In [82]:
import requests
from bs4 import BeautifulSoup

## Web Scraping with BS4

BS4 is definitely an older library, so its docs are not as robust or well defined as newer or actively maintained libraries like pandas, but a mixture of introspection and the docs will help you to have a pretty good working knowledge of BS4! It still is however, a robust and essential library for web scrapers even if it doesn't have as many features as a large, large, library like pandas.

**Devpost**<br>
First example from towardsdatascience.com, page does not return all html elements, even with alternate parser like html.parser. Arbitary examples of scraping information have been substituted to replace it.
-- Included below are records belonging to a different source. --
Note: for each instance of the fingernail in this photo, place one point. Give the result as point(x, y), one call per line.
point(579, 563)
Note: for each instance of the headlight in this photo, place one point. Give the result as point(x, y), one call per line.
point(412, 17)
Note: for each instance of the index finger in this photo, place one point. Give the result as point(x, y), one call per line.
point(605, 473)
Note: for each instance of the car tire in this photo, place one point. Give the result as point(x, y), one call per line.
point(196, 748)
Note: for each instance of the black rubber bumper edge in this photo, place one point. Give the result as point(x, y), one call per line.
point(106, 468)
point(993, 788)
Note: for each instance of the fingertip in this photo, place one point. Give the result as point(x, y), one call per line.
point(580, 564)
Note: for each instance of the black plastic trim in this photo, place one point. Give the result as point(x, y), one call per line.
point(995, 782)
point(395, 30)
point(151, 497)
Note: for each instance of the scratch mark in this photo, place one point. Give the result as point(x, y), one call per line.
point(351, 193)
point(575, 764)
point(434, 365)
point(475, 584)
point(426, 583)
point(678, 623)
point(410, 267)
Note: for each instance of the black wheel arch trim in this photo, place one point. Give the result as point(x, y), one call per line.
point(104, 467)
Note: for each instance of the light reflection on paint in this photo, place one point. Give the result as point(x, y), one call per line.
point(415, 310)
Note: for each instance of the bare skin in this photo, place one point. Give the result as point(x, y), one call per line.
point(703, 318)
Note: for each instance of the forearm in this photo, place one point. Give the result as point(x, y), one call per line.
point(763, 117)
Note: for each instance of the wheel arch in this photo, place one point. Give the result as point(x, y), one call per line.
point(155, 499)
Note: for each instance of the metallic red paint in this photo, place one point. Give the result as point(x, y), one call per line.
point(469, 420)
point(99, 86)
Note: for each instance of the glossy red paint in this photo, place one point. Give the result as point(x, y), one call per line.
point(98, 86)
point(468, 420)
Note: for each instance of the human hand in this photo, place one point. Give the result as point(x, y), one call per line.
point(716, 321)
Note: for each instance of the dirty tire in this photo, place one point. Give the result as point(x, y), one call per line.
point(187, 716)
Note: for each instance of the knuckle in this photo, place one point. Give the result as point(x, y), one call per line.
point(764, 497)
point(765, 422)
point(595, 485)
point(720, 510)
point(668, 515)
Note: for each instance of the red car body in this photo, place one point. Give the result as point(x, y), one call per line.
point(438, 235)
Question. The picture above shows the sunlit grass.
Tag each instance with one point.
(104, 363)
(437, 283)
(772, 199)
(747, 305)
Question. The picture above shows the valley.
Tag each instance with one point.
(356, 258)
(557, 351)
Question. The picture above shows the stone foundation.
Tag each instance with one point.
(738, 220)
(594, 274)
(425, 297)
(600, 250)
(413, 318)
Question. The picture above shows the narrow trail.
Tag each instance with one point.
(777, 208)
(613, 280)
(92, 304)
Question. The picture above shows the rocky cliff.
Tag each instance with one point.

Tutorial [here](https://towardsdatascience.com/how-to-scrape-any-website-with-python-and-beautiful-soup-bc84e95a3483)<br>
Site to scrape [here](https://devpost.com/hackathons?page=2&search=blockchain)

In [83]:
#Obtain html source and parse with beautifulsoup
result = requests.get(
    "https://devpost.com/hackathons?page=2&search=blockchain")
soup = BeautifulSoup(result.content, 'lxml')

In [84]:
#HTML parsed by lxml is no longer consistent with what the code on towardsdatascience.com is looking for
#print(soup.body.prettify()) #Uncomment to see many divs from the original page are broken or missing
featured_challenges = soup.find_all('a', attrs={'data-role': 'featured_challenge'})
featured_challenges #Returns no results

[]

It would seem that DevPost has either changed their site structure and introduced dynamic elements that the lmxl parser cannot obtain (which contain the data the towardsdatascience tutorial is looking for) or they have changed the name and attributes of their tags so that the naming convention is now different

In [85]:
#Obtain all links in the page and print them out, note the original links for the hackathons we wanted are not listed here
for hyperlink in soup.body.find_all('a'): #Return iterable collection of 'a' tags, or hyperlinks
    link = hyperlink.get('href')          #Find the actual link in href attr
    if link is not None:                  #Print link, but some 'a' tags have no href attr, so avoid printing "None" out
        print(link)

#
https://devpost.com
https://secure.devpost.com/users/login?ref=top-nav-login
https://secure.devpost.com/users/register?ref_content=signup_global_nav&ref_feature=signup&ref_medium=button
https://devpost.com/hackathons
https://devpost.com/software
https://post.devpost.com
https://devpost.com
https://devpost.com/hackathons
https://devpost.com/software
https://post.devpost.com
https://secure.devpost.com/users/login?ref=top-nav-login
https://secure.devpost.com/users/register?ref_content=signup_global_nav&ref_feature=signup&ref_medium=button
https://info.devpost.com/about
https://info.devpost.com/careers
https://info.devpost.com/contact
https://help.devpost.com/
https://devpost.com/hackathons
https://devpost.com/software
https://post.devpost.com
https://post.devpost.com/app_contest_resources/
https://devpost.com/portfolio/redirect?page=projects
https://devpost.com/portfolio/redirect?page=hackathons
https://devpost.com/settings
https://twitter.com/devpost
https://www.facebook.com/devposthac

**HelloHappy**<br>
This example utilizes a very basic static website to avoid the issues we run into with devpost using dynamic elements with JS variants (I believe devpost uses vue.js). HelloHappy only displays different typefaces from Google with sample text, so it primarily text-based.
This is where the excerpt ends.